Transcription Methodology Using Generative AI

Overview

The Papers of the War Department collection contains over 42,000 documents, many of which are handwritten correspondence and records from the late 18th century. Since 2011, volunteer transcribers have contributed human transcriptions of these documents. To supplement this effort and expand access to documents that have not yet been transcribed by hand, the project has developed an AI-assisted transcription pipeline using generative AI.

AI transcriptions are presented alongside human transcriptions in a tabbed interface on each document page. Where a human transcription exists, it remains the primary text. AI transcriptions are clearly labeled and should be understood as machine-generated readings that may contain errors, particularly with difficult handwriting, damaged documents, or unusual letterforms.

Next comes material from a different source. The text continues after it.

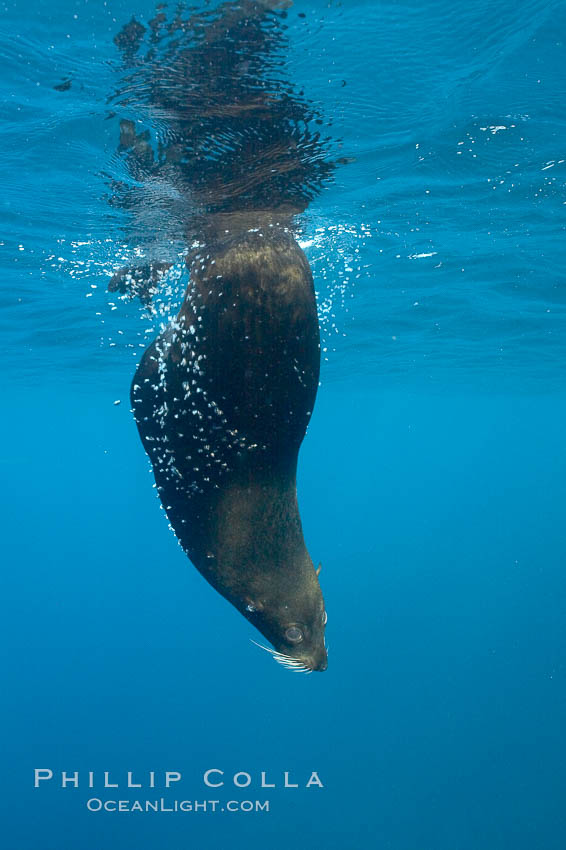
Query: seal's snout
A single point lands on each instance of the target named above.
(321, 664)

Code and documentation about the transcription process are available in our Github repository.

Model and Approach

AI transcriptions are generated using Anthropic’s Claude, a large language model with vision capabilities for reading handwritten text. The default model used is Claude Sonnet 4.6 (claude-sonnet-4-6), though the pipeline supports other Claude model variants.

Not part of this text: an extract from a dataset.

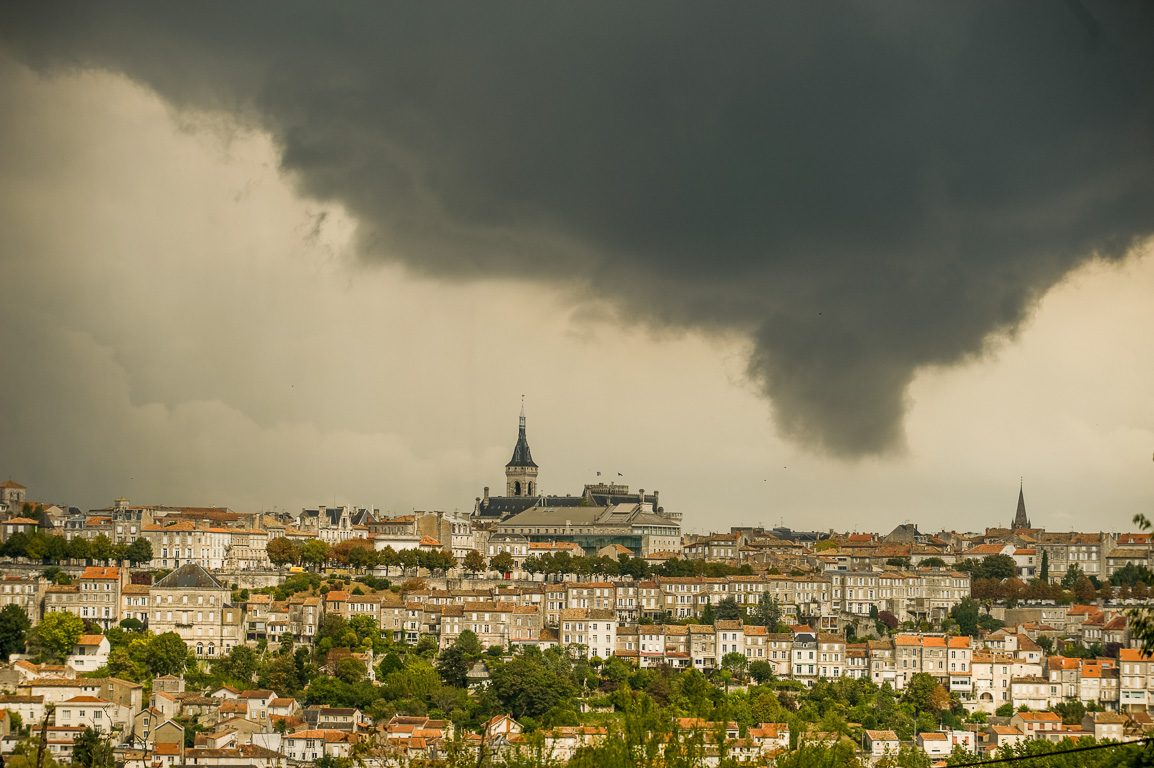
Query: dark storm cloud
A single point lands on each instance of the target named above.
(863, 190)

Each document’s page images are sent to the model via the Claude Code CLI along with a detailed system prompt that instructs the model to act as an expert paleographer specializing in 18th-century American handwritten documents. The model processes the images and returns a plain-text transcription.

Transcription Guidelines

The AI transcription prompt follows the same editorial standards used by human transcribers on this project:

  • Faithful reproduction: The text is transcribed exactly as it appears, preserving original spelling, punctuation, and capitalization, even when unconventional by modern standards.
  • No modernization: Spelling is not corrected or standardized. Punctuation and capitalization follow the original document.
  • Marginalia and notations: Postal notations, administrative notes, and other marginalia are recorded in brackets. Documents marked “Private”, “Confidential”, or “Copy” by the author are noted in brackets.
  • Document markings: Strikethroughs are indicated as [strikethrough: text], underlined text as [underline: text], and superscript characters use <sup> tags (e.g., May 19th, 1793). Illustrations, seals, and symbols that cannot be reproduced are noted in brackets (e.g., [seal]).
  • Illegible text: Words that cannot be deciphered are marked [undecipherable]. Partial readings are noted as [undecipherable: probable reading]. The model is instructed never to guess or fabricate text.
  • Multi-page documents: Pages are transcribed in order as a continuous document without page markers.
  • Scope: Only the primary document in each record is transcribed. Some documents are part of letter books with many letters per page; only the letter or document that is the primary subject of the record is included.
  • Output: The model returns only the transcription text, with no commentary, analysis, or metadata.

Technical Pipeline

The transcription pipeline works as follows:

  1. Image manifest: A build script scans all document frontmatter to produce a manifest (images.tsv) mapping each document’s identifier to its page image filename(s). Only documents with associated images are included.
  2. Image retrieval: For each document, original-resolution page images are downloaded from the project’s object storage to a temporary directory.
  3. Transcription: Images are passed to the Claude Code CLI (claude -p) along with the paleography system prompt. The CLI handles the API submission, including reading the image files.
  4. Output storage: Transcriptions are saved to a structured JSON file (transcriptions.json), keyed by each document’s identifier. This file is read by Hugo at build time and displayed in the AI transcription tab.
  5. Batch processing: Documents are processed sequentially. A progress cache tracks completed documents so that interrupted runs can be resumed. Documents exceeding a configurable page limit (default: 50 pages) are skipped and handled separately. Temporary image files are cleaned up automatically after each document.

Limitations

AI transcription of 18th-century handwriting is an imperfect process. Users should be aware of the following limitations:

  • Handwriting variability: The quality of AI transcriptions varies with the legibility of the original handwriting. Documents written in clear, consistent hands produce better results than those with irregular or hurried script.
  • Damaged or faded documents: Ink fading, water damage, tears, and other physical deterioration reduce transcription accuracy.
  • Abbreviations and conventions: Period-specific abbreviations, contractions (e.g., the “thorn” character for “the”), and letterforms may be misread.
  • Context and proper nouns: The model may misread unfamiliar place names, personal names, or specialized terminology from the period.
  • Not a substitute for scholarly editing: AI transcriptions have not been reviewed or corrected by human editors. They are provided as a reading aid, not as a definitive scholarly text.

Use and Citation

AI transcriptions are provided to improve access to the collection and to support research, teaching, and public engagement. When citing an AI-generated transcription, users should note that it is a machine-generated text. We recommend the following citation format:

[Document title], Papers of the War Department, 1784–1800. AI transcription generated by Claude (Anthropic). [URL]. Accessed [date].